When I came back for the second year, Jen-ling was gone. I asked around, no one knew the story. I assumed I would not be seeing her again. The year went by, I went back to the solitary walks and avoiding people.
In my third year of college, I switched schools, began attending a state college. During the first few days there, I ran into Jen-ling…this is where she had gone the year before.
She was still uncomfortable in the states. She couldn’t wait to finish school and return home.
We resumed our table-sharing habits. We talked a little more. Sometimes we passed time between classes by walking around campus, people-watching. We were baffled by other students. She only seemed to approve of her fellow classmates from Malaysia. “They are okay,” she would conclude. “They are reasonable.”
Anyway, that’s the story of how I made a friend at a seminary courtesy of the word f**k.
Conversation from junior year, first semester.
My head is increasingly off-kilter; the depression, three years into college, is becoming more of a thing. I’m making it to school, but not attending a lot of class. I show up and proceed to sit on various benches around campus…people-watching, people-listening…skipping class for days, weeks at a time.
But one day was particularly nice, weather-wise. I was in front of the library, drinking coffee, listening to the tick of cartwheeling autumn leaves.
Jen-ling marches up. That was her only walking mode: marching.
Jen-ling: M. Hello.
M: Hi Jen-ling.
J: Walk me to class?
J: I see that you are moping again.
M: No, I was people-watching. That’s different. You should join me.
J: Oh goodness, I can’t sit and mope. No time for that.
M: It’s not moping!
J: It is. Here is what you do. You sit. Then…
She gestures at her face. She frowns.
M: But I’m thinking about stuff, which involves critical thought and that precludes the possibility of moping, since- as I define it- moping is characterized by passivity.
She takes out a small notebook, a pen.
J: Spell that. “Preclude”.
This is one of her word-learning methods. She writes out the spelling of a word she is unfamiliar with…looks up the meaning later…then begins working it into her conversation. She never asks what the word means; just: “spell that”.
J: I am willing to make one concession.
J: While you do sit and mope… it is better than what most people do here.
She points at a group of students in front of a building.
J: That is what most people do here.
M: They’re just standing around. Talking.
J: They are not just standing around. They are loitering. It serves no purpose. Look at them. They are stopped clocks.
M: It’s not time for class. What should they be doing?

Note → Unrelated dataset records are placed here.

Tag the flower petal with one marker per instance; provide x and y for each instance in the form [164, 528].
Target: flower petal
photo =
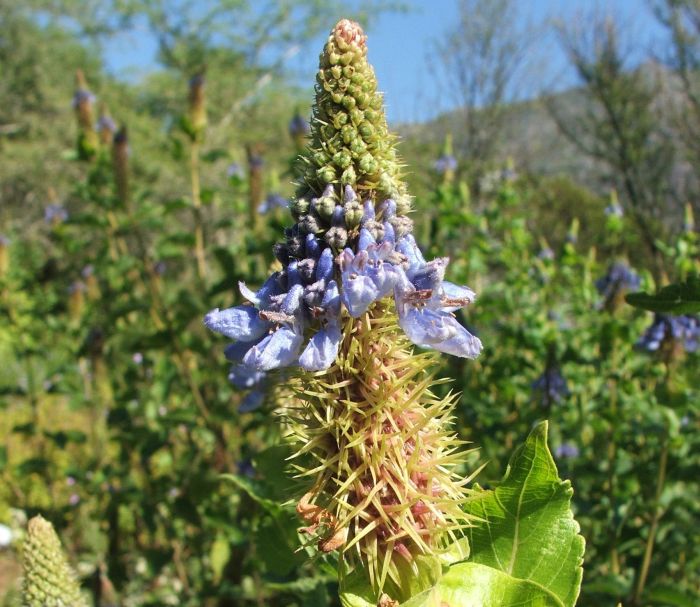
[242, 376]
[358, 293]
[324, 268]
[241, 323]
[322, 349]
[439, 331]
[277, 350]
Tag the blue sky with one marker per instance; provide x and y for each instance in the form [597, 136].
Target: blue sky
[401, 48]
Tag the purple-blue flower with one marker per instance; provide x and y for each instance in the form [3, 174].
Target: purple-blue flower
[295, 318]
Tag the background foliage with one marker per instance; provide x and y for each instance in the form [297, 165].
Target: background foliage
[117, 419]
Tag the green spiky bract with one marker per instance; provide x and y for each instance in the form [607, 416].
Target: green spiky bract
[377, 444]
[350, 143]
[49, 580]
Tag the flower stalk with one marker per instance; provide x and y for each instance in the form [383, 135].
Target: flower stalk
[354, 295]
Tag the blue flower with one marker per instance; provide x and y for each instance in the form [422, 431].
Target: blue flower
[295, 317]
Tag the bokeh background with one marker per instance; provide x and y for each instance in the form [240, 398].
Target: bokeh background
[147, 156]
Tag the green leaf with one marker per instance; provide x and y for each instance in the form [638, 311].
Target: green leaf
[528, 530]
[475, 585]
[680, 298]
[219, 556]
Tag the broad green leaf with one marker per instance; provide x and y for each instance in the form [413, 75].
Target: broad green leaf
[528, 531]
[219, 556]
[475, 585]
[680, 298]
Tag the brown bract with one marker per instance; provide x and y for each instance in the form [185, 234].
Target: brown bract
[350, 32]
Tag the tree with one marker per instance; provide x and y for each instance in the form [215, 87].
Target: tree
[682, 20]
[616, 123]
[482, 58]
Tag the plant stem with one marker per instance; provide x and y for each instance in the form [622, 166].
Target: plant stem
[197, 201]
[660, 479]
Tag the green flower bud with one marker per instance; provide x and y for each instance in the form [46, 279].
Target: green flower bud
[308, 224]
[343, 159]
[349, 102]
[326, 174]
[402, 225]
[325, 205]
[48, 579]
[368, 164]
[349, 176]
[353, 214]
[349, 133]
[299, 206]
[337, 238]
[357, 116]
[366, 129]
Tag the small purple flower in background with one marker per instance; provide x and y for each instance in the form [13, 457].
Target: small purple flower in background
[235, 171]
[552, 386]
[546, 254]
[671, 331]
[618, 280]
[82, 97]
[445, 163]
[273, 201]
[55, 214]
[614, 210]
[567, 451]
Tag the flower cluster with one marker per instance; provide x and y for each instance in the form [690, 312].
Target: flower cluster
[352, 293]
[679, 330]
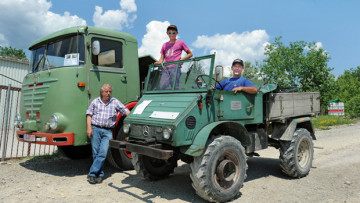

J: Preparing. Doing things. Not loitering. Everywhere I go, people are just standing around. It is pervasive. You have seen the signs?
M: Which ones?
J: “No Loitering.”
She throws up her hands.
J: It warrants the posting of signs!
M: Huh. People do stand around a lot.
We pass another group of people standing around.
M: I hadn’t realized how much. Fortunately, I never loiter. I sit and think. That’s qualitatively different.
J: I have granted this point.
We march. Two female students walk by, going in the opposite direction. They are wearing low-cut, cleavage-baring t-shirts.
J: I saw you looking.
J: Too late. I know what I saw.
M: I was looking straight ahead.
J: I don’t think ill-fitting shirts are appropriate.
We reach her building. She looks at her watch.
J: Ack. I still have ten minutes. Let’s walk around the building. Do you have time?
I don’t think she realizes how much I skip class. We march; the building rotates around us.
M: So. You don’t like ill-fitting shirts.
She wrinkles her nose.
M: But a lot of the guys around here…the frat guys…they’re muscular. And they wear tight shirts.
J: This is not inappropriate.
M: What’s the difference?
J: Muscles connote good health. It is okay to wear tight shirts in this case.
M: All right. If that’s your story.
J: I think if we define our terms, I would make a distinction between “tight”- which can be appropriate- and “ill-fitting”- which, if too much skin is showing, is inappropriate.
M: You were at the seminary too long.
J: Oh goodness, that is true. That was a very long year.
We march and march. She checks her watch, leaves for class. I sit on a bench and watch squirrels fight.